Modeling of intravenous caspofungin administration using an intestine-on-chip reveals altered Candida albicans microcolonies and pathogenicity

The human intestine is a major reservoir of the commensal fungus Candida albicans and the main source for life-threatening systemic candidiasis. To dissect the fungal-host interactions, conventional 2D in vitro models are commonly used. However, these models lack biological complexity and are less suitable for evaluating antifungal drug administration routes and the drug concentration gradients across multilayered tissue barriers as observed in vivo. Therefore, a 3D intestine-on-chip model was leveraged to investigate fungal-host interactions and evaluate the antifungal activity of caspofungin.

This intestinal model includes a vascular compartment with endothelial and immune cells, an intestinal compartment with villus- and crypt-like structures, and peristaltic flow in both compartments. The model was infected with either a wild-type (SC5314) or caspofungin-resistant (110.12) strain of C. albicans. Caspofungin was vascularly perfused to simulate the intravenous treatment of candidemia. Complementary to biomolecular analyses, we developed an automated image analysis pipeline that provides 3D morphological characterization of fungal objects. Additionally, this pipeline provides quantification of the epithelial tissue architecture, the interaction between fungal objects and tissue structures, as well as the level of fungal invasion and translocation.

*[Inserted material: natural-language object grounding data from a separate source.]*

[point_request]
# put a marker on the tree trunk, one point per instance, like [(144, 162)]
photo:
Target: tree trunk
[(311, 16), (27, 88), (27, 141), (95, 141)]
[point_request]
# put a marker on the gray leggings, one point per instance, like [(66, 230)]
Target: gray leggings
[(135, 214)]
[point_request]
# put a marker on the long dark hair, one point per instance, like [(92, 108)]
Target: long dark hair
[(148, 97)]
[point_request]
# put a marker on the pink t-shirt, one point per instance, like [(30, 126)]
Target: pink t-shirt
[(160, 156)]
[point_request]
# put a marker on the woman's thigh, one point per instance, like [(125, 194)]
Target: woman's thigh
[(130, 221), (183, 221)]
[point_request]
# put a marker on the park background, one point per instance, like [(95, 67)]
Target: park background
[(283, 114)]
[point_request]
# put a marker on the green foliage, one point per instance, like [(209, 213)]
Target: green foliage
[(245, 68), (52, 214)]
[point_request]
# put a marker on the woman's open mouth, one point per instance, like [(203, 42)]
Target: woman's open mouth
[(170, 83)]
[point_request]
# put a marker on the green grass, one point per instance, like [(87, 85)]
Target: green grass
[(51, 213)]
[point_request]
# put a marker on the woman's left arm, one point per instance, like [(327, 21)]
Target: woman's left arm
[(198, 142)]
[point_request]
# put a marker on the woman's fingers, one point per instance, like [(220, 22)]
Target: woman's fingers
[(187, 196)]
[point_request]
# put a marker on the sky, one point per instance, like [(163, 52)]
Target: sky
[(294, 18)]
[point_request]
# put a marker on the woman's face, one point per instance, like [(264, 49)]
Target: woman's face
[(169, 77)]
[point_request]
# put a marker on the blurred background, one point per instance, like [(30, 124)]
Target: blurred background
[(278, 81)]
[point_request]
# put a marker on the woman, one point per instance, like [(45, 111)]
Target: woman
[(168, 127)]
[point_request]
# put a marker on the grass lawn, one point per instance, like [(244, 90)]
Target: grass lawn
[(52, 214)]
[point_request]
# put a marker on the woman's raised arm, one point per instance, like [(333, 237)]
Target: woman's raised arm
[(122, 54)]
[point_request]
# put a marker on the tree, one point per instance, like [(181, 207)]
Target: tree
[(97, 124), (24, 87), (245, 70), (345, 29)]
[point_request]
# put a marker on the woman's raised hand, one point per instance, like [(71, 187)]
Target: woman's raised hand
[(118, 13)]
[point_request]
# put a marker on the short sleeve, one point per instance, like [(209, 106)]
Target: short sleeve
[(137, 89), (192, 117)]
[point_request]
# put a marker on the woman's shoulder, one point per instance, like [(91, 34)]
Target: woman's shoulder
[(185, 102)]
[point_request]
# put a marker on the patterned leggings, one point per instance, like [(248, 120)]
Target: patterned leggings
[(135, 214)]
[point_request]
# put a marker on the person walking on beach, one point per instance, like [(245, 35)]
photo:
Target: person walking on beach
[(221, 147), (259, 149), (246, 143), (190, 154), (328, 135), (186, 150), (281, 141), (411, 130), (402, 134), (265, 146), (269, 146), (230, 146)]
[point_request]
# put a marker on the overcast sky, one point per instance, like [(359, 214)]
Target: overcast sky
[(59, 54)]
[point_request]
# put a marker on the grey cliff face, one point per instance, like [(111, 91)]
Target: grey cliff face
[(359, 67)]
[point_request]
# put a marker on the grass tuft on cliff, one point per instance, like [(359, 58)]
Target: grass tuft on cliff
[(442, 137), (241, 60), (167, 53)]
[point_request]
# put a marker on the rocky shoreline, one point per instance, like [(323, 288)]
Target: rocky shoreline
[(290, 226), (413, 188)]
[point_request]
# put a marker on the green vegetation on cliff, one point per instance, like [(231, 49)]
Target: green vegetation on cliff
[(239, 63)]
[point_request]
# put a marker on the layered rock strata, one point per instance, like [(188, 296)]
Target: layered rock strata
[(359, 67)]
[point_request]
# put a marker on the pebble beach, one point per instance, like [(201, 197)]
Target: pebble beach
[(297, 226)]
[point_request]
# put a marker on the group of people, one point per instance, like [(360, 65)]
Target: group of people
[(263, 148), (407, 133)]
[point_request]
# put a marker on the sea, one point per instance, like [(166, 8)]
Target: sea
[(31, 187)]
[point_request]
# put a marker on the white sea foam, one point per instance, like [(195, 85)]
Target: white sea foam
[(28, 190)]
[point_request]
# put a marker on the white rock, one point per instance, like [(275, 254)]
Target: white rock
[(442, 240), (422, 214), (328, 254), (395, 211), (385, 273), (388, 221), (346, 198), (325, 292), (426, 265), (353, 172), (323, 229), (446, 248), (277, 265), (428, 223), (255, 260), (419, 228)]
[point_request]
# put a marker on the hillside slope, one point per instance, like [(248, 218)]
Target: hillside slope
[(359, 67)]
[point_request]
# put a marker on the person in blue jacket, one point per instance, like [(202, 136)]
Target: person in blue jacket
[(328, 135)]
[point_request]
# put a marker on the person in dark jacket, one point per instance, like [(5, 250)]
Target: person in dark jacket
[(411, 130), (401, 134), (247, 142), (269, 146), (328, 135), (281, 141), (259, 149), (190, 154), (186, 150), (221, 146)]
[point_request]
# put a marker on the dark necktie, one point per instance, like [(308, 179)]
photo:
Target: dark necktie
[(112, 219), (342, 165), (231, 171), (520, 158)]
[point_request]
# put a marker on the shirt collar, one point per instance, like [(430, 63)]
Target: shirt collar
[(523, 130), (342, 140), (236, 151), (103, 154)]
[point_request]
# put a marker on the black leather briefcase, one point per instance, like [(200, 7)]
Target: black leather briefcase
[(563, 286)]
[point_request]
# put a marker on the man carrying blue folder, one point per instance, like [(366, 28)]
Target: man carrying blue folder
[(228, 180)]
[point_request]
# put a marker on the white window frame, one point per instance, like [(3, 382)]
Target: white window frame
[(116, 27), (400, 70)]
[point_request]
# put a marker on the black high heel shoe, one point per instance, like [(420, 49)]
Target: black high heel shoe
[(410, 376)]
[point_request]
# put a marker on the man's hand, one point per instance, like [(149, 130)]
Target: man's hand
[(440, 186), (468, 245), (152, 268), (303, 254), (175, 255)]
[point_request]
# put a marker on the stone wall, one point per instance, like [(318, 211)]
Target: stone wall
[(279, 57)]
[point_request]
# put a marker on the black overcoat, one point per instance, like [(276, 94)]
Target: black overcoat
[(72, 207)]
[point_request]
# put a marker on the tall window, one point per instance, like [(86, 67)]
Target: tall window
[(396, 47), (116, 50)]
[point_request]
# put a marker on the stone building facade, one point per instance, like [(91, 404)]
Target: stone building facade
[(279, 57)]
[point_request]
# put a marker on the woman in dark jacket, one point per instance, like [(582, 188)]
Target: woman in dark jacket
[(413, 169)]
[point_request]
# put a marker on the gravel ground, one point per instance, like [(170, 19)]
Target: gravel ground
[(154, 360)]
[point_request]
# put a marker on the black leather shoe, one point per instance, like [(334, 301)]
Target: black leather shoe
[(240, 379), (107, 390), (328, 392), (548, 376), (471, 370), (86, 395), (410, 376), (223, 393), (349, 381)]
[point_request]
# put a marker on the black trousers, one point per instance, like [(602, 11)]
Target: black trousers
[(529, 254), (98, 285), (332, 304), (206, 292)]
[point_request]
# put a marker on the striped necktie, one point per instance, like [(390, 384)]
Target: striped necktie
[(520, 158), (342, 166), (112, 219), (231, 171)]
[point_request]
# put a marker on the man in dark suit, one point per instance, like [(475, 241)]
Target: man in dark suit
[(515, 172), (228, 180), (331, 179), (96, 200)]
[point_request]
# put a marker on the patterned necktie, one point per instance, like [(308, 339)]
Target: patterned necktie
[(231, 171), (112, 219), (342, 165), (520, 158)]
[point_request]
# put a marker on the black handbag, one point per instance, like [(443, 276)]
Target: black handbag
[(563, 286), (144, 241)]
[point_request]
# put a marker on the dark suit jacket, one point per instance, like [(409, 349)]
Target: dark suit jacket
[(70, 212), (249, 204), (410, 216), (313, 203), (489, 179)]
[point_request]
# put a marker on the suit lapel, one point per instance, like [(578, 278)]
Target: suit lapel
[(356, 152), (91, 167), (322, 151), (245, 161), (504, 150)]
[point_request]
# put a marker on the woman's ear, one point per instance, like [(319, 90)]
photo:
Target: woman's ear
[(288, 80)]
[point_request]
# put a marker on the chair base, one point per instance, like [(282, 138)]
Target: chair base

We demonstrated that C. albicans invades the epithelial tissue and translocates to the vascular compartment. Moreover, C. albicans induced severe host tissue damage by disrupting cell-cell contacts, increasing intestinal permeability, and promoting inflammation. Caspofungin treatment restored vascular and intestinal host tissue integrity. Further, fungal burden, tissue invasion, and vascular translocation were concentration-dependently reduced and accompanied by decreased inflammation. Advanced image-based analysis revealed a reduction in fungal biomass associated with more compact microcolonies and a diminished surface-to-volume ratio, which indicated a decreased exposure to the epithelial tissue after caspofungin treatment. In contrast, caspofungin showed limited effects in the case of infection with the caspofungin-resistant clinical isolate.

Collectively, the intestinal candidiasis-on-chip-model can be leveraged for in-depth in situ characterization of antifungal treatment efficacy, emerging fungal drug resistances, and associated changes in host-pathogen interactions.